We searched her out for a long time, Moses continues, Abraham and me. Sometimes we’d hear stories that sounded like they could of been her – but we never saw her again. Ten years now. Could be I’m cursed to tail women my whole life. My wife and daughter – they got away from me. Mattie the Vestal – who ran when I sent her runnin.
He stops again and seems to consider how long he has been chasing people who refuse to be found.
It was only one girl I had any talent for huntin, he says. She – well, she cost me my eye, and the price of my brother, finally, in exchange for Maury there.
He gestures with a nod of his chin to the large mute sleeping at the perimeter of the group.

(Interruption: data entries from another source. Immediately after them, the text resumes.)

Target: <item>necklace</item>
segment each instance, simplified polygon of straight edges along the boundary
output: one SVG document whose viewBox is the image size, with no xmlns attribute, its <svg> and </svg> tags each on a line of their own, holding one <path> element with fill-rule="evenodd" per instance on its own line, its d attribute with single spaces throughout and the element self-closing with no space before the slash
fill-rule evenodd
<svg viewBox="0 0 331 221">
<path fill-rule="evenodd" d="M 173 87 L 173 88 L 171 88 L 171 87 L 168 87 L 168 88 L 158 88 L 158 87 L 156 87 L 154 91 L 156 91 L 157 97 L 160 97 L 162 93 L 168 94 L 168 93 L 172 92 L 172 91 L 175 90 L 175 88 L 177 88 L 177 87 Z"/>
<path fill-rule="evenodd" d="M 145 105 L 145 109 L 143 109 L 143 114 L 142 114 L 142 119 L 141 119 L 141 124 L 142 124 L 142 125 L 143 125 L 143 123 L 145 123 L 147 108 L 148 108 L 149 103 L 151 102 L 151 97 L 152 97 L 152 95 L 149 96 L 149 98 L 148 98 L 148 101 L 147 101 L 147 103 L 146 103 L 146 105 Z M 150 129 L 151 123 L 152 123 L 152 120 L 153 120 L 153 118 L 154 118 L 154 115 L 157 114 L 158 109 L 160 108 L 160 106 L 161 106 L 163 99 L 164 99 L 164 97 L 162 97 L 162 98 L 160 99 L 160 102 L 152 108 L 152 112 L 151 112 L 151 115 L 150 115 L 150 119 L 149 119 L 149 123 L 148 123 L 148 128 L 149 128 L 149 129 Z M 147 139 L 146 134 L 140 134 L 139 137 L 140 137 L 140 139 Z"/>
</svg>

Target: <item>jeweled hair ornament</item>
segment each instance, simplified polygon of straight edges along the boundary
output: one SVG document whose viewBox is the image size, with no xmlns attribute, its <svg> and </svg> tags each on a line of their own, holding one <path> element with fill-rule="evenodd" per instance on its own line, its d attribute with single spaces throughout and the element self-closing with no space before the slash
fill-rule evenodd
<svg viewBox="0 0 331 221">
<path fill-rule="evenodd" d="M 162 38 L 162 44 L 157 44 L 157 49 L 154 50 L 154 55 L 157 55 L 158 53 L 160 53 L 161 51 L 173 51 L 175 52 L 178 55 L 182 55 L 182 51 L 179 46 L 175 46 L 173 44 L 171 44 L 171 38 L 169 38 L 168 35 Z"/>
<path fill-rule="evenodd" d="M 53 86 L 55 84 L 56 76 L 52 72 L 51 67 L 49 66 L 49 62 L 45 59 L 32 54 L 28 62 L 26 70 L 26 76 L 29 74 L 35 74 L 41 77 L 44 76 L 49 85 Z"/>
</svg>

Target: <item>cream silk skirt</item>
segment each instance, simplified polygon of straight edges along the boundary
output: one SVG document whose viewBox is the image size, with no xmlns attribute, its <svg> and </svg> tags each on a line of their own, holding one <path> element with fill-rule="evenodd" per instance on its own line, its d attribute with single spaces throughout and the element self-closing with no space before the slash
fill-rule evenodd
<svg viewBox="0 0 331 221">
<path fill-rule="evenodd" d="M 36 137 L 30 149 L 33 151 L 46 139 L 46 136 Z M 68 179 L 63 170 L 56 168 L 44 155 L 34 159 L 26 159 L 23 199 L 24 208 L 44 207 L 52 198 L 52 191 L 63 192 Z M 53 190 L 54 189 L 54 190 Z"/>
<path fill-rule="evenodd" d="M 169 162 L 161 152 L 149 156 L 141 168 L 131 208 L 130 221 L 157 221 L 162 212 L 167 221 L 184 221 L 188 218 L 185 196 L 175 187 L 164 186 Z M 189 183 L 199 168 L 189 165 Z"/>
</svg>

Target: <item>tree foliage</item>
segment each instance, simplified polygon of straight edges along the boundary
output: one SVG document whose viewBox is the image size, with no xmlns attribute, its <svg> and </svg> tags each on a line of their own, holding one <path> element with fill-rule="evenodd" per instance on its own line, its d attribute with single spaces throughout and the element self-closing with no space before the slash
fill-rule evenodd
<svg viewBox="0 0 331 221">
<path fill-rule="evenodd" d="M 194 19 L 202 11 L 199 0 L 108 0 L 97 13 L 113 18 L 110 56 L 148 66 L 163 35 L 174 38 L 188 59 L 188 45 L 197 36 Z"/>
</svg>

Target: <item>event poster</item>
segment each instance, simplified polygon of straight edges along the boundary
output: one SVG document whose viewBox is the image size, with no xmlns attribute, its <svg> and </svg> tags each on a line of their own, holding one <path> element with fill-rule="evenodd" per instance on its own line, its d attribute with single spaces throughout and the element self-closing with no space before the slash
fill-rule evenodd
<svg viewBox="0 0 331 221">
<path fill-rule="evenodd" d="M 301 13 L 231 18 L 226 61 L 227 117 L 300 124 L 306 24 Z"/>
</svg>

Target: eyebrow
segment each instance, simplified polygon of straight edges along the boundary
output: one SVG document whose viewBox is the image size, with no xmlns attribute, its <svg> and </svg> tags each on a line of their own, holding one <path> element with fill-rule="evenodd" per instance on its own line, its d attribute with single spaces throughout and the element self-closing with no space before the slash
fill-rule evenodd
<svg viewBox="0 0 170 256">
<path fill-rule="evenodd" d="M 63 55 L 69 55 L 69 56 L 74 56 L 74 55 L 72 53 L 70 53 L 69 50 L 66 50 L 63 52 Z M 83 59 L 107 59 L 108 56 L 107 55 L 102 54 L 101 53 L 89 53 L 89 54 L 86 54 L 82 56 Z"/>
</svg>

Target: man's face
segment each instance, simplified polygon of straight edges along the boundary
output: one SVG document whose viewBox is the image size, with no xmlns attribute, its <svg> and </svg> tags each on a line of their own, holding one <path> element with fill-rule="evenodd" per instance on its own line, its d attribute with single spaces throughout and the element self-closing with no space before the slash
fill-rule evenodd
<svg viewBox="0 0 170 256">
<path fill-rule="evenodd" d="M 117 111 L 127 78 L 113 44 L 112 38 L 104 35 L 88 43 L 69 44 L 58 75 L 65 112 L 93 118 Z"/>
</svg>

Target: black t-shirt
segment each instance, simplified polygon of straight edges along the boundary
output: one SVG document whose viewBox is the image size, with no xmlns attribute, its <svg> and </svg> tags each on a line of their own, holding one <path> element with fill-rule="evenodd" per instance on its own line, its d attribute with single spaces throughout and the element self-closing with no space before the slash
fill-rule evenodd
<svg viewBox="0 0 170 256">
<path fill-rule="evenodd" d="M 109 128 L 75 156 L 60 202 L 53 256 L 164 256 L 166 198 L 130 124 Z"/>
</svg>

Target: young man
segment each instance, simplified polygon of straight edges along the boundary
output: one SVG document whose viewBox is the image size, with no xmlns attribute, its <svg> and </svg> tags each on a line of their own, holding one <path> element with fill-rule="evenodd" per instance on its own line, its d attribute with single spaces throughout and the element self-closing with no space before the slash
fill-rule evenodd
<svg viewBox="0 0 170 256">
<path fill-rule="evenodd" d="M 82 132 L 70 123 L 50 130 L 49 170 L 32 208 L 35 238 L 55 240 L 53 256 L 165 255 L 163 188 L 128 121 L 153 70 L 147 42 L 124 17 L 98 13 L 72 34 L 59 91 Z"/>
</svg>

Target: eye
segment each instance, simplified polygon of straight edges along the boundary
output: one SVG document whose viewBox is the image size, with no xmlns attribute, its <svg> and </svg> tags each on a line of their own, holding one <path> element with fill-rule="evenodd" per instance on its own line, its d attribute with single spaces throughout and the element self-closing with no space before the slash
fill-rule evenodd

Just a young girl, that one. I bear her no grudge. One thing you could say about her, she balanced the log books like a true accountant of life. She – yeah, she got away from me too.
He pauses one last time – and this time the silence feels like a bottomless chasm everyone, all the listeners and the teller too, stands on the precipice of.
But that’s a different story altogether, Moses Todd says finally. I guess this story here’s found its finish.
He and his companion travel with the caravan one more day. When the night falls again, he is silent – as though his story of the previous night has exhausted him in a profound way. One of the children, a toddler, approaches him sleepily. The one-eyed man reaches out his hand as if to tousle the child’s blond hair, but at the last moment he pulls his arm back – as though afraid his touch could never be light enough to keep the youngster from shattering harm.
In the morning, both men are gone.
The caravan continues its slow progress over the plain in the direction of many Americas – more than can be counted. Three days later, it is attacked by marauders. The caravaners manage finally to repel the attack, but not without significant losses. Half the travellers are killed, but half survive.